Word Break II

Question

Given a non-empty string s and a dictionary wordDict containing a list of non-empty words, add spaces in s to construct a sentence where each word is a valid dictionary word. You may assume the dictionary does not contain duplicate words.

Return all such possible sentences.

For example, given s = "catsanddog", dict = ["cat", "cats", "and", "sand", "dog"].

A solution is ["cats and dog", "cat sand dog"].

Tags

• Backtracking
• Dynamic Programming

Thought

The solution is similar to the problem Word Break. Here, we need to use the dynamic programming table to track the divisible indices during the loop and skip the unnecessary forks during the backtracking.
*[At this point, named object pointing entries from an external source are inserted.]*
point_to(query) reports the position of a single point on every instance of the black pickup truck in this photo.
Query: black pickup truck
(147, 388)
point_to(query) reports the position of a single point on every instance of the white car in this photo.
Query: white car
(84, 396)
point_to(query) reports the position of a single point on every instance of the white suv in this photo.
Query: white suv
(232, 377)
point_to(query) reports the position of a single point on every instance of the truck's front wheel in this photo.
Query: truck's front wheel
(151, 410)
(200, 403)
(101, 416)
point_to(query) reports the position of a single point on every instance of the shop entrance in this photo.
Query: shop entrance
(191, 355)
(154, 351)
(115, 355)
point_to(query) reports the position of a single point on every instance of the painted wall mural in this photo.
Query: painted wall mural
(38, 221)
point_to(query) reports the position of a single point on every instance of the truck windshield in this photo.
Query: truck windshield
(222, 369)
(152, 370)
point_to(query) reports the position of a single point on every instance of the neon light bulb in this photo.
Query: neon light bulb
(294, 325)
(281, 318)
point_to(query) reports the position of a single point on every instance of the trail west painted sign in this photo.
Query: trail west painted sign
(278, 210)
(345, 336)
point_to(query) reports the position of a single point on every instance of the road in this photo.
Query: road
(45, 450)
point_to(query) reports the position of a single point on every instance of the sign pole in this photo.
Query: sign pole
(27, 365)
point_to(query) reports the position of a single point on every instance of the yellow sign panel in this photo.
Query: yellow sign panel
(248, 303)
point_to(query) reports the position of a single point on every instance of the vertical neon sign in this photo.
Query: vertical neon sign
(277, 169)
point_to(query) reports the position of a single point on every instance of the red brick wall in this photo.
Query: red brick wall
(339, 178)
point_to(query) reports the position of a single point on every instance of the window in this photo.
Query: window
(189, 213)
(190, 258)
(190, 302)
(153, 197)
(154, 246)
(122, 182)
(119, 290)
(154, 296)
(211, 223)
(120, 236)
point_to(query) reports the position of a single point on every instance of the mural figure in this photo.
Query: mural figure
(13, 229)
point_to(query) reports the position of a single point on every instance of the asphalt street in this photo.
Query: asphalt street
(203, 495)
Otherwise, the code will cause TLE.

Code

class Solution(object):
    def dpSolver(self, s, wordDict):
        dp = [False for _ in xrange(len(s) + 1)]
        dp[0] = True
        for i in xrange(1, len(s) + 1):
            for j in xrange(i):
                if dp[j] and s[j:i] in wordDict:
                    dp[i] = True
                    break
        return dp

    def wordBreak(self, s, wordDict):
        """
        :type s: str
        :type wordDict: List[str]
        :rtype: List[str]
        """

        def dfs(validSentence, index):
            if index == len(s):
                res.append(" ".join(validSentence))
            for i in xrange(index + 1, len(s) + 1):
                if dp[i] is False:
                    continue
                if s[index: i] in wordDict:
                    dfs(validSentence + [s[index: i]], i)

        dp = self.dpSolver(s, wordDict)
        if dp[-1] is False:
            return []
        res = []
        dfs([], 0)
        return res